A chorus instead of a solo
The Observer has shrunk, but it's not dead. Its current crew includes an experienced education reporter and an investigative team that has survived all the cuts.
And so many voices have joined the chorus telling the education story.
Broadcast outlets go deeper than they used to. I think that's partly because websites now offer a format to share details that don't fit into air time, and a way to get wider attention for significant stories. Dedrick Russell is a rare broadcast long-timer; he took on the education beat at WSOC-TV not long after I started covering schools at the Observer. I jumped to the broadcast world by joining WFAE in 2019, sticking to the ed beat. Between Dedrick and me, we keep a lot of institutional knowledge alive.
As our region's Latino population has boomed, our Spanish-language print and broadcast coverage has grown. And The Charlotte Post's Herb White has helped tell the story of education in the Black community for decades.
Education coverage gets a significant boost from digital or hybrid news outlets such as The Charlotte Ledger, Axios Charlotte, The Assembly and Charlotte Magazine. Education NC debuted in 2015 as a statewide source of digital news and commentary; it has become a must-read for me.
Blogs have created avenues for teachers, parents and advocates to reach a wide audience. The best of them do serious research and have helped to break or advance news coverage. And their personal stories provide insights that can be hard for outside reporters to capture.
Podcasts offer a relatively new way to dive deep. American Public Media's "Sold a Story," for instance, has shaped the way children are taught to read. The New York Times' "Nice White Parents" explored racial dynamics and gentrification in ways that felt relevant to Charlotte despite the Brooklyn setting.

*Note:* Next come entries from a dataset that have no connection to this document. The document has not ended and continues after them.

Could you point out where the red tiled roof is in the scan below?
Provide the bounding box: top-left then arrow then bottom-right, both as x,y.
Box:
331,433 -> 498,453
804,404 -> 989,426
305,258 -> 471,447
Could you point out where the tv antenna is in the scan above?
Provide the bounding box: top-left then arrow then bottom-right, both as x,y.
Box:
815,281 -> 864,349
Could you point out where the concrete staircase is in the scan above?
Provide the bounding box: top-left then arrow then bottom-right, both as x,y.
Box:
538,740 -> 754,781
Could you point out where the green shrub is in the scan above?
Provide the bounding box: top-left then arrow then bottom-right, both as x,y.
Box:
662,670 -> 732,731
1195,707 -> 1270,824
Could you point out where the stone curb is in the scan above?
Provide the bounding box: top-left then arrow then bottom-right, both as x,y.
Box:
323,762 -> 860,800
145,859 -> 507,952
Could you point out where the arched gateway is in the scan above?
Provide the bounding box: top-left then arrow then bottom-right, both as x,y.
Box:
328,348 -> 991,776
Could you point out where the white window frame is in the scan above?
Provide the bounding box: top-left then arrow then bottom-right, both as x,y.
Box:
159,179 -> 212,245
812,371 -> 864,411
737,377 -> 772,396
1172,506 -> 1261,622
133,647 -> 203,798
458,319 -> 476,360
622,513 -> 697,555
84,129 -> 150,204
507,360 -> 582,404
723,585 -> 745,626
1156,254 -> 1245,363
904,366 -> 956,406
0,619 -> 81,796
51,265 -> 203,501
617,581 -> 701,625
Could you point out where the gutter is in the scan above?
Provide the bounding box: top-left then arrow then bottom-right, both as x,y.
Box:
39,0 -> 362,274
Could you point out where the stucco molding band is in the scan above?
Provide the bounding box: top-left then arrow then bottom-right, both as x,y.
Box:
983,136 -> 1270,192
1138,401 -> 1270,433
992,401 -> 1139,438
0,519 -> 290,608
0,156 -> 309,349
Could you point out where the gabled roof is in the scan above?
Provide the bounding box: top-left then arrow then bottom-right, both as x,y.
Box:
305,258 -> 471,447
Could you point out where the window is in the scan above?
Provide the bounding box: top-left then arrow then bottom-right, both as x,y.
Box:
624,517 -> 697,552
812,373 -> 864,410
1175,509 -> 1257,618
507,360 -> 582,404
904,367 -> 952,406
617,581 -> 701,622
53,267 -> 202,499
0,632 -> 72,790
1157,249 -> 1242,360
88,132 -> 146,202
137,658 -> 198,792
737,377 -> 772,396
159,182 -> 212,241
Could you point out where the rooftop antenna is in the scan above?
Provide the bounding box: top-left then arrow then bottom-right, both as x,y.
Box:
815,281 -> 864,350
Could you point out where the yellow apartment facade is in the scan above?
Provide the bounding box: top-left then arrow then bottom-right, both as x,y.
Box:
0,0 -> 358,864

So even if the Observer isn't the news monolith that it once was, we've been lucky to see a chorus of voices emerge.
Isolation and camaraderie
Surviving in today's world is all about adaptation. On March 10, 2020, I had lunch with a former newsroom colleague. He told me the Observer was about to shift everyone to working from home because of the novel coronavirus (remember that name for COVID-19?). I thought that was crazy, and clearly wouldn't work for radio.
I am writing this, in summer of 2024, from my home office, where a few switches and buttons can get me live on air.
For those first few crazy weeks of the pandemic, we all struggled with the technology that let school boards hold countless emergency meetings via Zoom, helped Gov. Roy Cooper field reporters' questions remotely and allowed journalists to file our stories from home.
Now we're almost too good at it. When it's so easy to do video interviews and livestream meetings, it can seem wildly inefficient to spend hours driving across this sprawling region for coverage. But every time I visit a school or cover a meeting where I can chat with folks in the audience, I'm reminded how much face-to-face connections matter.
And that brings me to one last change: Even as the structure of local journalism has fragmented, the people doing the work have pulled together. Some partnerships are formal, like the Charlotte Journalism Collaborative, which emerged in 2019. But it also feels like there's an ever-growing informal network of journalists who celebrate and share each other's work, even as we each strive to be first and best. Maybe that's because we realize that in this tumultuous media environment, today's competitor may be tomorrow's colleague (and vice versa). Or maybe we understand that no one can do it all, and it's better for someone else to land a great story than for that story to go unreported.
So much has changed since Nora Carr introduced me to the beat in 2002, including Carr's untimely death in 2022. But her words remain true: This region still cares deeply about education. And those of us who cover it do, too.